Vitigni resistenti alle malattie ed ai cambiamenti climatici

Per fare della viticoltura mondiale una coltura più rispettosa dell’ambiente e meno dipendente dall’uso massiccio di fitofarmaci

La ricerca scientifica e l’innovazione genetica stanno cercando di dare risposta ai problemi derivanti dai cambiamenti climatici con la creazione di nuovi vitigni e nuovi portinnesti in grado di sopportare stress biotici ed abiotici. Il programma di miglioramento genetico volto alla creazione, mediante incroci naturali, di varietà resistenti alle malattie è iniziato nel 1998 grazie al lavoro dell’Università di Udine ed IGA e all’impegno, anche finanziario, di VCR ed ha portato all’iscrizione al Registro Nazionale delle varietà nel 2015 10 nuovi vitigni. Tali varietà sono state presentate alla VII edizione del Premio Internazionale PIWI, collocandosi ai vertici della classifica, con due medaglie d’oro (Merlot Kanthus e Merlot Khorus) e quattro medaglie d’argento (Cabernet Volos, Soreli, Sauvignon Kretos e Sauvignon Rytos). Nel 2019 saranno presentate per la registrazione nuove varietà ottenute da incroci di Pinot bianco e Pinot nero con diversi donatori di resistenza. Questi nuovi incroci, alle prime degustazioni sono stati particolarmente apprezzati da viticoltori, enologi e consumatori.
Nel 2015 VCR ha avviato autonomamente un programma di incrocio per ottenere nuove varietà resistenti di uva da vino, da tavola e portinnesti. Un’attenzione particolare è stata riservata alle varietà autoctone (Varietà Autoctone Migliorate - VAM).

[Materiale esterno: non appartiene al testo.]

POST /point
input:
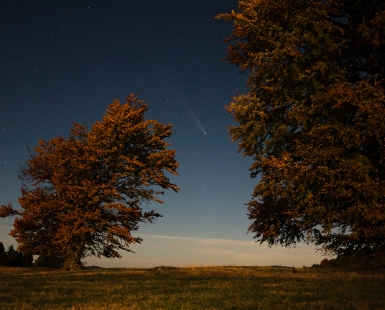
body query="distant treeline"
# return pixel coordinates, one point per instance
(353, 262)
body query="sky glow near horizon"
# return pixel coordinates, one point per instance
(65, 61)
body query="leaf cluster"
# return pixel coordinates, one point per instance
(83, 195)
(312, 120)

Negli ultimi 3 anni sono stati realizzati più di 200 incroci diversi, ottenendo migliaia di genotipi resistenti, che sono in corso di valutazione agronomica ed enologica in campo. Nel prossimo futuro nel mercato saranno quindi disponibili varietà resistenti derivanti da Chardonnay, Pinot grigio, Glera, Syrah, Sangiovese, Nebbiolo e molte altre varietà.

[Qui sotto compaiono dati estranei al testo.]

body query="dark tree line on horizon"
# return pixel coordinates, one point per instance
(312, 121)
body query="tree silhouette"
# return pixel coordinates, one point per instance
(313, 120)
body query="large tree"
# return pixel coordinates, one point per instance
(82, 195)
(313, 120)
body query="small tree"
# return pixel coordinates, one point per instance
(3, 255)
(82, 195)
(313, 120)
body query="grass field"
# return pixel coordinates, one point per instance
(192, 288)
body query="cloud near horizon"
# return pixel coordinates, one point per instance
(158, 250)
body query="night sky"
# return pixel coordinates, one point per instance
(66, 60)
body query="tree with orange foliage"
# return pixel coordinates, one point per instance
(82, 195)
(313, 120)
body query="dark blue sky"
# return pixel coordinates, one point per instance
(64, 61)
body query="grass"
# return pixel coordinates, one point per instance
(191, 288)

Nonostante i costi elevatissimi e i tempi lunghi richiesti da questi programmi di miglioramento genetico, i Vivai Cooperativi Rauscedo sono fermamente convinti che la strada intrapresa sia la più concreta e sicura per fare della viticoltura mondiale una coltura più rispettosa dell’ambiente e meno dipendente dall’uso massiccio di fitofarmaci.